Jednym z największych problemów, jeśli chodzi o efektywność pracy, są tzw. „rozpraszacze”, czyli czynniki zewnętrzne, które utrudniają nam skupienie i koncentrację (open space, koledzy przychodzący, nagłe „wrzutki”). Dobrym sposobem na ich wyeliminowanie jest korzystanie z Home Office czyli pracy zdalnej, pracy z domu.
Z moich doświadczeń wynika, że wielu pracowników ma możliwość pracy w domu i warunki, aby ją efektywnie wykonywać, ale korzysta z tego bardzo rzadko, na ogół dopiero wtedy, kiedy jest „przyciśnięta do muru”.
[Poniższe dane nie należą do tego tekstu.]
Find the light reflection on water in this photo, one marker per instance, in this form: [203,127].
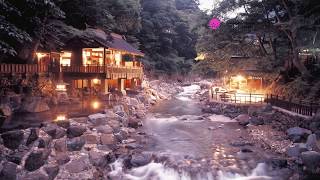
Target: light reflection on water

W momencie kiedy doradzam korzystanie z tego regularnie, okazuje się, ze można i że to bardzo pomaga.
Moja rada:
Wynegocjuj możliwość regularnego korzystania z Home Office, zaplanuj w kalendarzu tę pracę z dużym wyprzedzeniem, (tak aby nikt nie zaprosił cię akurat w tym dniu na spotkanie czy zebranie) i zrób to.
Pracując w ten sposób, będziesz bardziej efektywny, zaoszczędzisz czas i zrobisz więcej eliminując „rozpraszacze”.
Oczywiście taki sposób pracy wymaga odpowiednich warunków w domu, ale warto spróbować.
Jak się przygotować?
A wiec zastanów się, podejmij decyzję od razu i działaj!